Daniel J. George, MD: I think these are great thoughts. Not to be a little somber in this, but there’s still that 10% to 20% who are dying in a year even on clinical trials. In the real world, there are probably more who never make it to trial. I think we have some unfinished business to do. We have some unmet needs to fill. It’s important for us as clinicians to be able to recognize up front who’s at risk for dying from this disease early and make sure they get the best regimen. For the patients on the other end of the spectrum—who have low-volume disease, favorable-risk disease—it’s almost a different goal. It’s almost an opportunity to say how we can treat you now with a minimum amount of toxicity, how we can maintain your quality of life, how can we get you to CR with a combination of drug and surgery or drug and radiation in oligometastatic disease. A lot of different patterns and things to think about. There’s a huge spectrum in this disease, and I think it’s important. It’s incumbent on us to be able to know up front where our patient falls, have that goal-of-care discussion with them, and then begin to think about, with all these different options, including clinical trials, what’s the best path forward.

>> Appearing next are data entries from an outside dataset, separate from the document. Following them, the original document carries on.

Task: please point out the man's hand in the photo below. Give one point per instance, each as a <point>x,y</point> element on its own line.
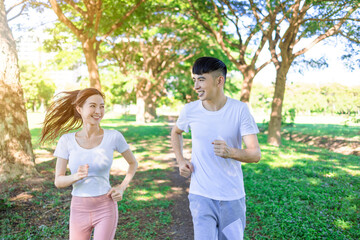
<point>186,168</point>
<point>116,194</point>
<point>221,149</point>
<point>82,172</point>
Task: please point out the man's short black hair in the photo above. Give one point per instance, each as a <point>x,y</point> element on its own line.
<point>209,64</point>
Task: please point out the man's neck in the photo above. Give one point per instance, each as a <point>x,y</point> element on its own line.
<point>216,104</point>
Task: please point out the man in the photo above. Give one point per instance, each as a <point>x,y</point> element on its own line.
<point>218,126</point>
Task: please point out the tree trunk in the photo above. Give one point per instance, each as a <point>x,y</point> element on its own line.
<point>146,108</point>
<point>274,136</point>
<point>247,84</point>
<point>90,53</point>
<point>16,155</point>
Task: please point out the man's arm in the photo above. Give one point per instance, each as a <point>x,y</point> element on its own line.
<point>251,154</point>
<point>185,167</point>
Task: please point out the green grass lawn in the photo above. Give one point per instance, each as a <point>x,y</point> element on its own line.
<point>294,192</point>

Nizar M. Tannir, MD, FACP: One final thought—if you allow me, Dan—we haven’t touched upon is really cost of our therapies. I’d like, and this is a plea to industry and us as a society, to bring the cost of therapies down. We cannot sustain. Unless we really bring the cost of drugs down, we won’t be able to treat all our patients. Think of how many patients in our society who are Americans do not have access, not just to clinical trials but to standard of care in inner cities and in rural America. Where I practiced in Kentucky, there are a lot of patients in the inner cities as well as rural America who don’t have health insurance. Or if they have health insurance, it’s not good enough to really cover their care. We really need to think of controlling healthcare costs—bring that from 18% down to be able to offer and cover all our patients, so that there is equality and justice in society.

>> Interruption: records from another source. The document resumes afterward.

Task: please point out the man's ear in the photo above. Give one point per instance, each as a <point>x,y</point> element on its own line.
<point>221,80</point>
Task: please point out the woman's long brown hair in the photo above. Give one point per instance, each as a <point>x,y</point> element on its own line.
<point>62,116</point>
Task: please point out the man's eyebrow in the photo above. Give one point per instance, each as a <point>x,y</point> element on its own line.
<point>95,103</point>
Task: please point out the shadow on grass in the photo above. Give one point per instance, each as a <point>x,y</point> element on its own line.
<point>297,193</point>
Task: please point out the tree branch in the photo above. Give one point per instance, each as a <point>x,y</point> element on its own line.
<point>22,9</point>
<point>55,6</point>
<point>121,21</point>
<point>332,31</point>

Daniel J. George, MD: It’s created a cancer disparity for sure.
Nizar M. Tannir, MD, FACP: Definitely.
Daniel J. George, MD: It’s likely to widen with the expense of drugs getting further unless we have policy around that. Thank you for those thoughts, and really, thank you all for the contributions to this discussion. On behalf of our panel, we thank you for joining us, and we hope you found this Peer Exchange discussion to be useful and informative.